Chi ama il grande cinema – quello per intenderci che colpisce dritto al cuore, quello che ti catapulta in un frullatore di emozioni, facendoti trascorrere un paio d’ore di puro piacere visivo e godimento dell’anima – corra subito a vedere due film in programmazione in questi giorni: La forma dell’acqua (The shape of water), diretto da Guillermo del Toro e premiato con il Leone d’oro al 74° Festival del Cinema di Venezia, e Il Filo nascosto (Phantom Thread) di Paul Thomas Anderson, con uno strepitoso Daniel Day Lewis (che, salvo smentite, ha dichiarato essere la sua ultima prova da attore). Due registi, colti e visionari, che raccontano due complicate vicende d’amore, sempre in bilico e aperte ad imprevedibili sviluppi. Vedendo questi due film, ciascuno potrà provare a riconoscersi percorrendo le traiettorie emotive che le storie suggeriscono.

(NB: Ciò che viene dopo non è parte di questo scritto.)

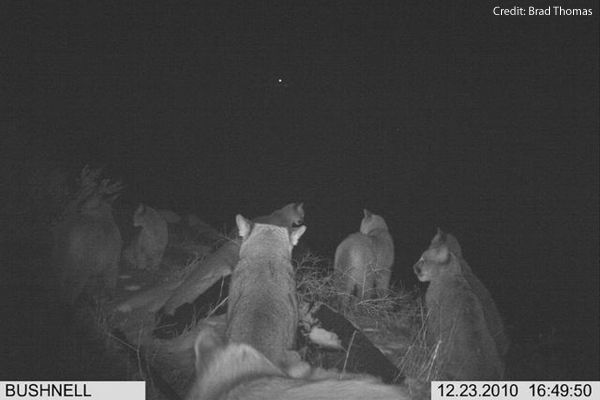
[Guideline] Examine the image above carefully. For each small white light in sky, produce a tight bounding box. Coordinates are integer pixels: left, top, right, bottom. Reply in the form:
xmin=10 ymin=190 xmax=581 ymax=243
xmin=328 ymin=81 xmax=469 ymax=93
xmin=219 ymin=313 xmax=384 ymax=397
xmin=272 ymin=76 xmax=289 ymax=88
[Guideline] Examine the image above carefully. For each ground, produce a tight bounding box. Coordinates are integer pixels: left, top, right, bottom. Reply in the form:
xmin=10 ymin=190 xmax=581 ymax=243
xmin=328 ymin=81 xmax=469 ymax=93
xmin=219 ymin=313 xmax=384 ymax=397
xmin=1 ymin=218 xmax=593 ymax=400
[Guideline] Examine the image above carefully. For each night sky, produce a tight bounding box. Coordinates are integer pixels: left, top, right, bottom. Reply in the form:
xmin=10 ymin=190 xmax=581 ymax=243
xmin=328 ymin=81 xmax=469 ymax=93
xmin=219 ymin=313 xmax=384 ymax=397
xmin=3 ymin=1 xmax=599 ymax=369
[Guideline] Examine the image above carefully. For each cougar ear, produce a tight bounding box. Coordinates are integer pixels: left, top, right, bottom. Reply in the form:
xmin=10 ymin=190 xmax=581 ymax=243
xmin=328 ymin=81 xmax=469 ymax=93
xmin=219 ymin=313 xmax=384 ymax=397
xmin=135 ymin=203 xmax=145 ymax=215
xmin=432 ymin=244 xmax=450 ymax=264
xmin=290 ymin=225 xmax=307 ymax=246
xmin=431 ymin=227 xmax=446 ymax=247
xmin=363 ymin=209 xmax=372 ymax=218
xmin=445 ymin=233 xmax=463 ymax=258
xmin=236 ymin=214 xmax=252 ymax=239
xmin=294 ymin=203 xmax=305 ymax=225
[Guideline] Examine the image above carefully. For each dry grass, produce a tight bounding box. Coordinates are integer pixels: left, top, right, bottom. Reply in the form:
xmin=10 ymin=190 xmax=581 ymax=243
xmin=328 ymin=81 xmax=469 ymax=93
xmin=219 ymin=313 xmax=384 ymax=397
xmin=295 ymin=251 xmax=338 ymax=304
xmin=293 ymin=250 xmax=438 ymax=390
xmin=395 ymin=299 xmax=443 ymax=382
xmin=86 ymin=244 xmax=482 ymax=399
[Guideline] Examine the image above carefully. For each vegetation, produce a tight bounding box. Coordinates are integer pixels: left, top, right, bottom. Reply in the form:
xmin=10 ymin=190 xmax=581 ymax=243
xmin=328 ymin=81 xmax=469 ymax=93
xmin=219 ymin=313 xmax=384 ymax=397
xmin=3 ymin=163 xmax=592 ymax=400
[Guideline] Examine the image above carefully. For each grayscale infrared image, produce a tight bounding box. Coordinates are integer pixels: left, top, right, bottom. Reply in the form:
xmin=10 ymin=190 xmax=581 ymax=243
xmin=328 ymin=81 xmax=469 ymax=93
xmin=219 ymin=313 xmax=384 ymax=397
xmin=1 ymin=2 xmax=598 ymax=399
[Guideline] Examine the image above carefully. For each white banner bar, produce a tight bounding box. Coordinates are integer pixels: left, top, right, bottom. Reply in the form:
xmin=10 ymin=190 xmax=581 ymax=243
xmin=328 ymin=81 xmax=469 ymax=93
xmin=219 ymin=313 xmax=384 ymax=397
xmin=0 ymin=382 xmax=145 ymax=400
xmin=432 ymin=381 xmax=599 ymax=400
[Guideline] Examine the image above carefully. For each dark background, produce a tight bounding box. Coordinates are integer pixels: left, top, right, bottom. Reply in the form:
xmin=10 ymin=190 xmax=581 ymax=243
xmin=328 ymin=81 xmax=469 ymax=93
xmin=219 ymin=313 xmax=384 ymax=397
xmin=2 ymin=1 xmax=598 ymax=376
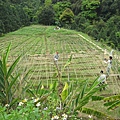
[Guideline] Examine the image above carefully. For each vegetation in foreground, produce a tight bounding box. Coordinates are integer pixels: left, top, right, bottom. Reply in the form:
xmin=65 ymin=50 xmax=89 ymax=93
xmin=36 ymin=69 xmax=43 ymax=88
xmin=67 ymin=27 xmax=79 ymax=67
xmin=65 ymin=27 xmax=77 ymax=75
xmin=0 ymin=44 xmax=120 ymax=120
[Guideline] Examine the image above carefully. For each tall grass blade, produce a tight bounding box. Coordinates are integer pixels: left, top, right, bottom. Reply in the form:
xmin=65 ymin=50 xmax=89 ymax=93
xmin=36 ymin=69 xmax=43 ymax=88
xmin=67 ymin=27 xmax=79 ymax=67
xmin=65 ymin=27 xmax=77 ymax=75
xmin=36 ymin=81 xmax=42 ymax=95
xmin=7 ymin=74 xmax=20 ymax=93
xmin=6 ymin=56 xmax=20 ymax=79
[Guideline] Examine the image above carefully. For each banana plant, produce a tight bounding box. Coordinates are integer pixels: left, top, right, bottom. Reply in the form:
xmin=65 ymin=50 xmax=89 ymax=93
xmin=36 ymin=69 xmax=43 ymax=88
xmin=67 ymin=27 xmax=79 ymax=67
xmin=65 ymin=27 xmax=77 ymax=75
xmin=0 ymin=43 xmax=21 ymax=106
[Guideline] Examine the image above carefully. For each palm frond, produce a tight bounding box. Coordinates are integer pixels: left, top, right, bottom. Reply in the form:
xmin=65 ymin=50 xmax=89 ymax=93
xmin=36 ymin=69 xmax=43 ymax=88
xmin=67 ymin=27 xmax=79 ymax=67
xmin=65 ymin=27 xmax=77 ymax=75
xmin=107 ymin=100 xmax=120 ymax=110
xmin=104 ymin=94 xmax=120 ymax=102
xmin=92 ymin=95 xmax=104 ymax=101
xmin=82 ymin=107 xmax=114 ymax=120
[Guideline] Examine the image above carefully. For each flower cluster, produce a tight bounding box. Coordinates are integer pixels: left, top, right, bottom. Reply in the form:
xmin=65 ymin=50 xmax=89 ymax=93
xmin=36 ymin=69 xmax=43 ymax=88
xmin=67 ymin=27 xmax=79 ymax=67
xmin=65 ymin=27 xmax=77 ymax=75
xmin=51 ymin=113 xmax=68 ymax=120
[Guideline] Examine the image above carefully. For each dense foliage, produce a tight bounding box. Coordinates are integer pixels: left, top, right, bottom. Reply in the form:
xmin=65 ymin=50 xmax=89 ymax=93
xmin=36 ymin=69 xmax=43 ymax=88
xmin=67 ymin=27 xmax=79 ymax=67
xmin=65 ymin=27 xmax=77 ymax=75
xmin=0 ymin=0 xmax=120 ymax=49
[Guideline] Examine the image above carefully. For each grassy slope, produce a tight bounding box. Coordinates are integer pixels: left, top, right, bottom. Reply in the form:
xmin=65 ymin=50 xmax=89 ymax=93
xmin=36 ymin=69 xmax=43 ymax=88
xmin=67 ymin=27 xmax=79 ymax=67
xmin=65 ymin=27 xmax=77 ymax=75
xmin=0 ymin=25 xmax=120 ymax=118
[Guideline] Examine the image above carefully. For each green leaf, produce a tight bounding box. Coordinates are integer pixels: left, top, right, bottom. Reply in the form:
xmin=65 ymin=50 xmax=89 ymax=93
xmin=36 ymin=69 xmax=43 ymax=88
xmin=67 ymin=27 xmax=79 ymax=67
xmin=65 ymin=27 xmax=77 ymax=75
xmin=61 ymin=82 xmax=69 ymax=102
xmin=6 ymin=56 xmax=21 ymax=79
xmin=36 ymin=81 xmax=41 ymax=95
xmin=0 ymin=76 xmax=5 ymax=89
xmin=104 ymin=101 xmax=118 ymax=107
xmin=107 ymin=100 xmax=120 ymax=110
xmin=75 ymin=92 xmax=81 ymax=107
xmin=80 ymin=80 xmax=87 ymax=99
xmin=82 ymin=107 xmax=113 ymax=119
xmin=7 ymin=74 xmax=20 ymax=93
xmin=50 ymin=81 xmax=57 ymax=92
xmin=104 ymin=95 xmax=120 ymax=102
xmin=22 ymin=69 xmax=31 ymax=82
xmin=92 ymin=96 xmax=104 ymax=101
xmin=2 ymin=43 xmax=11 ymax=76
xmin=10 ymin=98 xmax=18 ymax=108
xmin=63 ymin=54 xmax=72 ymax=70
xmin=2 ymin=54 xmax=7 ymax=76
xmin=26 ymin=89 xmax=36 ymax=97
xmin=5 ymin=43 xmax=11 ymax=63
xmin=0 ymin=92 xmax=5 ymax=100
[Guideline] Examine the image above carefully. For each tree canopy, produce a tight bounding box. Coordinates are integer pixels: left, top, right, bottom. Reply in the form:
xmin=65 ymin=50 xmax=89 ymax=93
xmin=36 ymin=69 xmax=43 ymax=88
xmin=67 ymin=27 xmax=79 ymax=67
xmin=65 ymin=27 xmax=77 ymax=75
xmin=0 ymin=0 xmax=120 ymax=49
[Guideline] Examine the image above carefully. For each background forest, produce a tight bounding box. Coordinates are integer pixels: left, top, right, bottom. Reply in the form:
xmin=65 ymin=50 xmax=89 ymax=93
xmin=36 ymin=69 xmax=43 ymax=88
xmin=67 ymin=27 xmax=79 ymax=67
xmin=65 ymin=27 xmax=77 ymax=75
xmin=0 ymin=0 xmax=120 ymax=50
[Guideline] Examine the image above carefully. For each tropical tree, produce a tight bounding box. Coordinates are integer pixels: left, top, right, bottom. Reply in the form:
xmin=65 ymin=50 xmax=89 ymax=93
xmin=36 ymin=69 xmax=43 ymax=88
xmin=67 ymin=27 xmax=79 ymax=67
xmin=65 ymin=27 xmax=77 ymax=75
xmin=53 ymin=1 xmax=71 ymax=26
xmin=81 ymin=0 xmax=100 ymax=20
xmin=38 ymin=5 xmax=55 ymax=25
xmin=60 ymin=8 xmax=74 ymax=28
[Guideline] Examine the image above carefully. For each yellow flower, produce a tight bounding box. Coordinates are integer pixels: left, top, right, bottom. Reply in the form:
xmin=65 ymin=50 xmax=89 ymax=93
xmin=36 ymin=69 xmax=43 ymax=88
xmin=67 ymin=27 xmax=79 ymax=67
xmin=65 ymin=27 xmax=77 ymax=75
xmin=22 ymin=98 xmax=27 ymax=103
xmin=6 ymin=64 xmax=10 ymax=67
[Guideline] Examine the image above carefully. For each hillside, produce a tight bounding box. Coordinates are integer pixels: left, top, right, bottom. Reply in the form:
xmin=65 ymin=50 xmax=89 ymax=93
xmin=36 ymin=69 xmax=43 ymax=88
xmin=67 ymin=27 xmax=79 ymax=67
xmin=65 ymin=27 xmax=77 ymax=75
xmin=0 ymin=25 xmax=120 ymax=95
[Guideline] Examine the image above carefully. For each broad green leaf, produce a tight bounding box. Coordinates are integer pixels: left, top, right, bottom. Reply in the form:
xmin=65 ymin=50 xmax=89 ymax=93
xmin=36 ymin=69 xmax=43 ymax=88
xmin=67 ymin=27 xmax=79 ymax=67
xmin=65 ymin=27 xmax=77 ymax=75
xmin=61 ymin=82 xmax=69 ymax=102
xmin=50 ymin=83 xmax=53 ymax=90
xmin=53 ymin=81 xmax=57 ymax=90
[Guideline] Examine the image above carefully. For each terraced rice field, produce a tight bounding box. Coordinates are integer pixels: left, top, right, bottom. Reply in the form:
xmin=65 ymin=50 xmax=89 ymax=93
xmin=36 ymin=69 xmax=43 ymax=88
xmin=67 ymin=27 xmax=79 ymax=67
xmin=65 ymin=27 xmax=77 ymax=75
xmin=0 ymin=25 xmax=120 ymax=96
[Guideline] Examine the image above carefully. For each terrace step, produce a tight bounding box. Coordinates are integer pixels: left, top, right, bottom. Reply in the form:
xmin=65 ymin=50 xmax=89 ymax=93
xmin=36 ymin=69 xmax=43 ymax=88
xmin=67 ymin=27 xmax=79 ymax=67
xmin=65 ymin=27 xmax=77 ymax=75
xmin=29 ymin=73 xmax=99 ymax=80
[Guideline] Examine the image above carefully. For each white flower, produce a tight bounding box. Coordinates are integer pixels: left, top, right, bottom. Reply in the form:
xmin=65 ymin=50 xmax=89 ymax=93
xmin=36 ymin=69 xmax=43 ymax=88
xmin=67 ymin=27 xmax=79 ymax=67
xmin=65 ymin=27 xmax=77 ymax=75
xmin=5 ymin=104 xmax=9 ymax=107
xmin=62 ymin=113 xmax=68 ymax=118
xmin=88 ymin=115 xmax=92 ymax=118
xmin=18 ymin=102 xmax=24 ymax=106
xmin=33 ymin=98 xmax=39 ymax=103
xmin=43 ymin=107 xmax=48 ymax=110
xmin=51 ymin=115 xmax=59 ymax=120
xmin=62 ymin=118 xmax=67 ymax=120
xmin=41 ymin=85 xmax=44 ymax=89
xmin=36 ymin=102 xmax=41 ymax=107
xmin=56 ymin=107 xmax=61 ymax=110
xmin=31 ymin=97 xmax=34 ymax=99
xmin=62 ymin=113 xmax=68 ymax=120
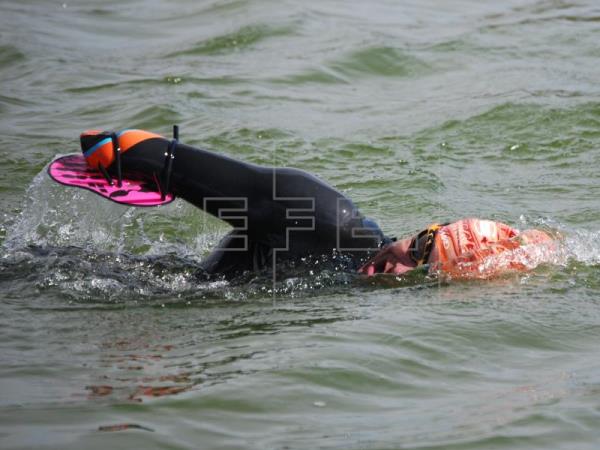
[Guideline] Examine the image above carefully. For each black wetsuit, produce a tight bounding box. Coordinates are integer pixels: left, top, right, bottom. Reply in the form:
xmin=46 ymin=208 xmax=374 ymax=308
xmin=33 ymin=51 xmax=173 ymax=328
xmin=84 ymin=133 xmax=389 ymax=278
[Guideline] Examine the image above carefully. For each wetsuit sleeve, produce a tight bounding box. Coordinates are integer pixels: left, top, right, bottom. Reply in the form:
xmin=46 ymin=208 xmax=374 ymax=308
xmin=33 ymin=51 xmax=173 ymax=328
xmin=120 ymin=138 xmax=385 ymax=269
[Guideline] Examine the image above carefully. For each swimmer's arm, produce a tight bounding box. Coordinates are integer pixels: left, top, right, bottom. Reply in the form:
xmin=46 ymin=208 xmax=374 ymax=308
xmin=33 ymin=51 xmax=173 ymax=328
xmin=358 ymin=238 xmax=415 ymax=276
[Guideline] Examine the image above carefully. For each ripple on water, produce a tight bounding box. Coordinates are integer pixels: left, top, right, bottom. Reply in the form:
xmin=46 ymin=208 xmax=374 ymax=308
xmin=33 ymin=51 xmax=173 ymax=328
xmin=410 ymin=102 xmax=600 ymax=162
xmin=121 ymin=105 xmax=182 ymax=131
xmin=0 ymin=45 xmax=25 ymax=69
xmin=167 ymin=24 xmax=296 ymax=57
xmin=272 ymin=46 xmax=433 ymax=85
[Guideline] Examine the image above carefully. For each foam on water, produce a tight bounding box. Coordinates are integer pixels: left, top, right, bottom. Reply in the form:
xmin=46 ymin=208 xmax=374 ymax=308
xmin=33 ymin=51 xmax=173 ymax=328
xmin=3 ymin=163 xmax=219 ymax=256
xmin=520 ymin=215 xmax=600 ymax=266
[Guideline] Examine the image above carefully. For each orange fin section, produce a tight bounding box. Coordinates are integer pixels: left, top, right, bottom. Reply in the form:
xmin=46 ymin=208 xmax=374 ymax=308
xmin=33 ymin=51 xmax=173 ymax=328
xmin=83 ymin=129 xmax=164 ymax=169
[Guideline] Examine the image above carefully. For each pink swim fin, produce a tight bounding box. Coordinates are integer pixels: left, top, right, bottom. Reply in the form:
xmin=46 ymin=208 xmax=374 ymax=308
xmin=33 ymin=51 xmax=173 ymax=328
xmin=47 ymin=154 xmax=175 ymax=207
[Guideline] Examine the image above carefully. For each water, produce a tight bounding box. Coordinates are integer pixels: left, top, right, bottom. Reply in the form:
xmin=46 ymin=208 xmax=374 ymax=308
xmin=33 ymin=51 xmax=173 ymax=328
xmin=1 ymin=0 xmax=600 ymax=448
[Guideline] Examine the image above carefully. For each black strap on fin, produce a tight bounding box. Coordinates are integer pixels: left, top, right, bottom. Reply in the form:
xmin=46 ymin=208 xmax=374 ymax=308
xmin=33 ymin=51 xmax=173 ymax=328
xmin=111 ymin=132 xmax=122 ymax=187
xmin=160 ymin=125 xmax=178 ymax=200
xmin=98 ymin=163 xmax=113 ymax=186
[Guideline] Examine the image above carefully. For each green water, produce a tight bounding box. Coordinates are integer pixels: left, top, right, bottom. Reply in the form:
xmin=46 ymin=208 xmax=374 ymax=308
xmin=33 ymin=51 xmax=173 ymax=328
xmin=1 ymin=1 xmax=600 ymax=448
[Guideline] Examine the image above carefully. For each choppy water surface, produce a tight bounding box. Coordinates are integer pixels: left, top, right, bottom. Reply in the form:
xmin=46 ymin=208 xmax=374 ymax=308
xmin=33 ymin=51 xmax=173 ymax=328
xmin=1 ymin=0 xmax=600 ymax=448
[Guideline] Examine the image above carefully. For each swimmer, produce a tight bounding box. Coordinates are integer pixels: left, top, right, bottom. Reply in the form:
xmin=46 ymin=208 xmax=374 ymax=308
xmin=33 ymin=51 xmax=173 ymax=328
xmin=48 ymin=127 xmax=555 ymax=280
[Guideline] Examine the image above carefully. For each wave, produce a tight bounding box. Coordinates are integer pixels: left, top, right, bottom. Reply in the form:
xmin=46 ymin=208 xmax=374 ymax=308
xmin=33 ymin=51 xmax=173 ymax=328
xmin=167 ymin=24 xmax=295 ymax=57
xmin=272 ymin=46 xmax=432 ymax=85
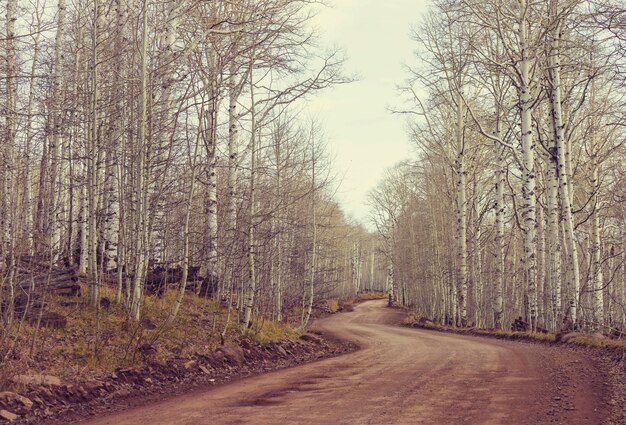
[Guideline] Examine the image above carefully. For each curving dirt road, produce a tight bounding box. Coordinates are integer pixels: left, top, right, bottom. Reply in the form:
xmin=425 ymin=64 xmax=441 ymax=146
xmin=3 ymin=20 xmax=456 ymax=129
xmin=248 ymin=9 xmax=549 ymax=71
xmin=80 ymin=300 xmax=607 ymax=425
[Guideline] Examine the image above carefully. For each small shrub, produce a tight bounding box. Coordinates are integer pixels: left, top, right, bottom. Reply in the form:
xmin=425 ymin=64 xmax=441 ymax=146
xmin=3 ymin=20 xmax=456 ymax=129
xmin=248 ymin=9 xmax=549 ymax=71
xmin=326 ymin=299 xmax=339 ymax=313
xmin=339 ymin=299 xmax=355 ymax=312
xmin=402 ymin=313 xmax=418 ymax=325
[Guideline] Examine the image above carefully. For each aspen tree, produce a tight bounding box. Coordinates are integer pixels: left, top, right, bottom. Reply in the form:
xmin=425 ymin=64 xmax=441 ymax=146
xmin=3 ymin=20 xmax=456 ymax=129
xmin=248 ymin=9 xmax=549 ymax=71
xmin=546 ymin=118 xmax=563 ymax=330
xmin=23 ymin=0 xmax=44 ymax=256
xmin=243 ymin=65 xmax=258 ymax=330
xmin=272 ymin=120 xmax=286 ymax=322
xmin=194 ymin=1 xmax=223 ymax=294
xmin=546 ymin=0 xmax=580 ymax=326
xmin=130 ymin=0 xmax=150 ymax=320
xmin=49 ymin=0 xmax=67 ymax=262
xmin=301 ymin=125 xmax=318 ymax=328
xmin=537 ymin=205 xmax=546 ymax=326
xmin=204 ymin=88 xmax=220 ymax=296
xmin=454 ymin=93 xmax=468 ymax=326
xmin=103 ymin=0 xmax=131 ymax=275
xmin=170 ymin=111 xmax=202 ymax=320
xmin=515 ymin=0 xmax=540 ymax=330
xmin=352 ymin=242 xmax=362 ymax=293
xmin=586 ymin=77 xmax=611 ymax=329
xmin=493 ymin=125 xmax=506 ymax=329
xmin=226 ymin=3 xmax=245 ymax=271
xmin=3 ymin=0 xmax=18 ymax=257
xmin=86 ymin=0 xmax=104 ymax=307
xmin=1 ymin=0 xmax=18 ymax=327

Nell’opera di Anderson si gioca molto con le ambiguità e le sfumature nel rapporto di coppia. Chi domina e chi subisce, in una sfida amorosa nella quale spesso si scambiano i ruoli. Spingendo una relazione con sadismo e masochismo fino al punto da ottenere il controllo perverso sull’altro/a per non perdere il proprio. E così, in una vita fatta di abitudini maniacali e geometriche, possono crearsi tensioni generate dal nulla (resterà indimenticabile la scena della prima colazione) arrivando a mettere in discussione la relazione stessa. Assistiamo ad un rapporto folle ma tenuto indissolubilmente legato da un filo nascosto. Appunto. E qui si traduce la cifra geniale del film.
Con uno stile diverso, ma non meno intenso, Guillermo del Toro narra la storia d’amore tra una donna sola e una misteriosa creatura. Un taglio favolistico che utilizza l’acqua come metafora di forte impatto visivo. Un incontro improbabile che va oltre ogni previsione, spalancando le porte a quell’amore totale, senza limitazioni, che solo le persone fortunate hanno la possibilità di vivere nell’esistenza terrena. Una storia audace per innamorati, che contrappone purezza e gentilezza al cinismo di personaggi spietati e senza scrupoli.
“Incapace di percepire la tua forma, ti trovo ovunque intorno a me, la tua presenza mi riempe gli occhi con il tuo amore e commuove il mio piccolo cuore, perché tu sei ovunque”. Basta questa frase, pronunciata da uno dei protagonisti del film, a consegnare allo spettatore quella dimensione di sogno e palpitazione che avvolge il tutto, fino al finale inatteso e liberatorio.
Lo ripeto: è davvero grande cinema. Anche se è prematuro dirlo sarà la storia a consacrarli film di culto e ci sono tutti gli indizi perché questo avvenga. Due pellicole che sarebbe meglio godersi in versione originale per meglio cogliere ogni aspetto curato ed elaborato da questi due grandi maestri.
A dare più spessore alle due opere vanno inoltre segnalate le colonne sonore raffinate e magistrali (Alexandre Desplat per La forma dell’acqua e Jonny Greenwood per Il filo nascosto) che sottolineano con eleganza lo svolgersi delle scene.
Tuttavia devo ammettere che uno dei due film ha avuto su di me maggior impatto emotivo, riuscendo a coinvolgermi totalmente: si tratta di The shape of Water, semplice fiaba densa di immagini ipnotiche in una cornice vintage che esalta il cinema immaginifico capace di scuoterti e di svelarti quelle risposte sull’amore che meglio aiutano a comprendere se stessi.